Eine, die »nur zum Vergnügen« ins Kino geht, fragt, ob es nicht eine Art Flucht aus dem eigenen Leben wäre, eine Art Ersatzleben, wenn man soviel im Kino hockt

Von Rüdiger Suchsland

»Du bist verrückt, mein Kind/ Du musst nach Berlin/ Wo die Verrückten sind/ ja, da musst Du hin!« – ein Schlager aus der Zeit, als Fritz Lang, dem hier die Retro­spek­tive gilt, noch in Berlin gelebt hat. Ein bisschen hat dieses Kino­schauen mit drei, vier, fünf Filmen am Tag ja auch etwas von Verrückt­heit. Eine, die »nur zum Vergnügen« ins Kino geht (als ob wir das nicht alle täten), fragt, ob es nicht eine Art Flucht aus dem eigenen Leben wäre, eine Art Ersatz­leben, wenn man soviel im Kino hockt. Wieder einmal die alte Frage nach dem richtigen Leben, und das schon Tage vor dem Eröff­nungs­film. Schade, dass einem da nicht die Passage aus Walker Percys »The Moviegoer« (einem unbedingt lesens­werten, auch verfil­mens­werten Roman) einge­fallen ist: »Ich bin tatsäch­lich glücklich in einem Film, sogar in einem schlechten. Andere Leute hörten erin­ne­rungs­werte Momente ihres Lebens: den Sonnen­auf­gang, die Nacht, als man im Central Park ein einsames Mädchen traf... Auch ich habe im Central Park einmal ein Mädchen getroffen, aber da gibt’s nicht viel zu erinnern.
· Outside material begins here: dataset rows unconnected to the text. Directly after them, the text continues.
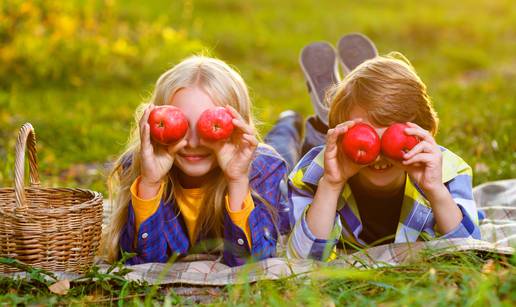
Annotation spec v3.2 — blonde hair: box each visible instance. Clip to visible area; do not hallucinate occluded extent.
[101,56,265,262]
[328,52,438,135]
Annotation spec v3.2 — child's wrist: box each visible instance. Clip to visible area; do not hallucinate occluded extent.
[320,175,346,191]
[425,183,450,204]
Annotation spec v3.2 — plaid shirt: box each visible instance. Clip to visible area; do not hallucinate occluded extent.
[119,145,290,267]
[287,145,481,261]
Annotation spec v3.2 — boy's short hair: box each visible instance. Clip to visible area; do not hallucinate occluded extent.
[328,52,438,135]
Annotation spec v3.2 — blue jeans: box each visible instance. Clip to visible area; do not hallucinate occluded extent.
[264,115,327,172]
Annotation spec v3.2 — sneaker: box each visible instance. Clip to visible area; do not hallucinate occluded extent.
[299,41,340,127]
[337,33,378,73]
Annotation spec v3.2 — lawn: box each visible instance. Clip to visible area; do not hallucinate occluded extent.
[0,0,515,305]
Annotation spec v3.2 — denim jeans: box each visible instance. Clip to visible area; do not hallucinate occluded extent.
[264,114,327,172]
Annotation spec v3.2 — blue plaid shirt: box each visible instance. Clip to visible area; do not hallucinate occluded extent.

Dagegen erinnere ich mich an den Moment, als John Wayne in STAGECOACH auf die staubige Straße fallend, mit einem Karabiner drei Männer tötete, und an den Moment, als im THIRD MAN das Kätzchen Orson Welles im Torweg fand.« In diesem Sinne: Auf gute Erin­ne­rungen!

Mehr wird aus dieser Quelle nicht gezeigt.